A Republican strategist hired by the White House to help guide Gorsuch's nomination through the U.S. Senate said that Gorsuch, himself an appeals court judge, used those words when he met with Democratic Senator Richard Blumenthal.
Trump, who took office on Jan. 20, took to Twitter over the weekend to condemn the Friday night order by Robart that placed on hold the president's Jan. 27 temporary travel ban on people from the seven countries and all refugees.
Trump called Robart a "so-called judge" whose "ridiculous" opinion "essentially takes law-enforcement away from our country." Trump's administration appealed Robart's ruling to a three-judge federal appeals panel, which heard oral arguments on Tuesday.
Presidents are usually hesitant to weigh in on judicial matters out of respect for the U.S. Constitution, which ensures a separation of powers among the president's executive branch, Congress and the judiciary.
The Republican-led Senate on Wednesday confirmed immigration hardliner Republican Senator Jeff Sessions to be the next attorney general despite strong Democratic opposition.
Trump says his executive order aims to head off attacks by Islamist militants. The order, the most divisive act of Trump's young presidency, sparked protests and chaos at U.S. and overseas airports. Critics said the ban unfairly targeted people for their religion.
"I don't ever want to call a court biased," Trump told hundreds of police chiefs and sheriffs from major cities at a meeting in a Washington hotel on Wednesday. "So I won't call it biased. And we haven't had a decision yet. But courts seem to be so political."
Trump nominated Gorsuch on Jan. 31 to succeed conservative Justice Antonin Scalia on the nine-member Supreme Court. Scalia died a year ago this month.
Blumenthal, a member of the Judiciary Committee that will hold a confirmation hearing on Gorsuch, said the nominee had a responsibility to reassure Americans that he would be an open-minded and independent jurist by going public with his concerns about Trump.
The appeals court decision on whether to reinstate the ban, will be just a first step in a fast-moving case.
The courts will ultimately have to address questions about the extent of the president's power on matters of immigration and national security. Traditionally, judges have been extremely cautious about stepping on the executive branch’s authority in such matters, legal experts say, although some note that the implementation of Trump's order presents unique issues.

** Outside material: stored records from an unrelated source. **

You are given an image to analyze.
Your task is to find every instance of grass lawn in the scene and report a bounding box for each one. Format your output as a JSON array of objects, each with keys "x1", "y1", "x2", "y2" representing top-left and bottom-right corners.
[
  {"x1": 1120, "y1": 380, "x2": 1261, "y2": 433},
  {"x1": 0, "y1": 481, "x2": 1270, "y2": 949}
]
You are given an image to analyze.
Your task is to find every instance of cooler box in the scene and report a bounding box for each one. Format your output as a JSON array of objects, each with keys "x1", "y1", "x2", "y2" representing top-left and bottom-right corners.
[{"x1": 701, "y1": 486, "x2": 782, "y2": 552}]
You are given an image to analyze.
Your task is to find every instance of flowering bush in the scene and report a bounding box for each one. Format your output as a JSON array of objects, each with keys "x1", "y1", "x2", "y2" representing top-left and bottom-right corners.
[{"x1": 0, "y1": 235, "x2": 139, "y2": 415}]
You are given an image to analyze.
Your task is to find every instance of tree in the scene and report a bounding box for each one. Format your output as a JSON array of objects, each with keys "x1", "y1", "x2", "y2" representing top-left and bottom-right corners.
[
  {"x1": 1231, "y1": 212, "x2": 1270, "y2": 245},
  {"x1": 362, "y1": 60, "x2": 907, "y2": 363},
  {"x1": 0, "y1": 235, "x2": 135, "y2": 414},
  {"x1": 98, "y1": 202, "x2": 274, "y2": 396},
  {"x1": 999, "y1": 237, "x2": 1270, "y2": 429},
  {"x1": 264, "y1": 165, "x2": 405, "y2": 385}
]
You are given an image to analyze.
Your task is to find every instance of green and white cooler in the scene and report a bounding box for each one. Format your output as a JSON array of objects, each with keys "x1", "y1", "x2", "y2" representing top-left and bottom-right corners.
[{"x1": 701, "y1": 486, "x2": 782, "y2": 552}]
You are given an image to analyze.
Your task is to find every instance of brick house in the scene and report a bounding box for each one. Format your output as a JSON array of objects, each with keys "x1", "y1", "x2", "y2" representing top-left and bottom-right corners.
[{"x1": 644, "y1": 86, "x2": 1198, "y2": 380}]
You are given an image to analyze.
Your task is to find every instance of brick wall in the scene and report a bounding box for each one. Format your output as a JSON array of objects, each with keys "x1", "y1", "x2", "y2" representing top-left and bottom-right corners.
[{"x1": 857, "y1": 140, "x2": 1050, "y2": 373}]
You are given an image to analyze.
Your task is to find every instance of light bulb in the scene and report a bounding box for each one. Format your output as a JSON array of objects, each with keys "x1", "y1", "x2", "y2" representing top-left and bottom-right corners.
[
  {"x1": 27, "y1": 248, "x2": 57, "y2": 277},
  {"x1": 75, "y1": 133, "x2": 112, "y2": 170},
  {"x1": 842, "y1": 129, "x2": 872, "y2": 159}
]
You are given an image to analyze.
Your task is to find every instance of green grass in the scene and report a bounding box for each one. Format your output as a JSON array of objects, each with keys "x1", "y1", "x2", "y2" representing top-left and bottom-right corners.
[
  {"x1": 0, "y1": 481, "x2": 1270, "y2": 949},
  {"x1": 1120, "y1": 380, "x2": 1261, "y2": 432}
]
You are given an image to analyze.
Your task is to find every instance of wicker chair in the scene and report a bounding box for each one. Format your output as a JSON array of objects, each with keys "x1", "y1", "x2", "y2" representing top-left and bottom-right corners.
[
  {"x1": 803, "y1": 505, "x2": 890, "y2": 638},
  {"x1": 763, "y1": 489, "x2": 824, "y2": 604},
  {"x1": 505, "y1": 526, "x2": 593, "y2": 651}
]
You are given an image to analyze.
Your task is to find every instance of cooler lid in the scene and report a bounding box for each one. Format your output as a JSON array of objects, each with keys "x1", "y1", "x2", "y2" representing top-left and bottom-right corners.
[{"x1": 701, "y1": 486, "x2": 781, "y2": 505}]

Trump's order barred travelers from Iran, Iraq, Libya, Somalia, Sudan, Syria and Yemen from entering for 90 days and all refugees for 120 days, except those from civil war-torn Syria, who are subject to an indefinite ban.
Also at issue is whether the order violates a provision of the U.S. Constitution that prohibits laws favoring one religion over another, along with relevant discrimination laws.
Trump, a Republican, has made extensive use of presidential directives that bypass Congress and has appeared to be taken aback by legal challenges to his travel order.
He praised a federal judge in Boston who earlier ruled in his favor on the travel ban as a "highly respected" jurist whose findings were "perfect."
Last year, Trump accused Indiana-born U.S. District Judge Gonzalo Curiel of bias in overseeing a lawsuit against one of Trump's businesses, Trump University, because of his Mexican heritage.
Democrats and other critics have called Trump's comments toward the judiciary an attack on a core principle of American democracy: that the courts are independent and uphold the rule of law.
At the meeting with law enforcement officials, Trump read from the law he cited to justify the travel ban, quoting it in fragments and sprinkling in bits of interpretation. He said the law clearly allowed a president to suspend entry of any class of people if he determined them to be a detriment to national security.
The matter is likely to go to the U.S. Supreme Court, which is ideologically split with four liberal justices and four conservatives pending Senate action on Trump's nomination of Gorsuch, a conservative jurist.
U.S. State Department figures showed that 480 refugees had been admitted to the United States since Robart's order went into effect, including 168 on Wednesday. Of those admitted, 198 were from war-torn Syria.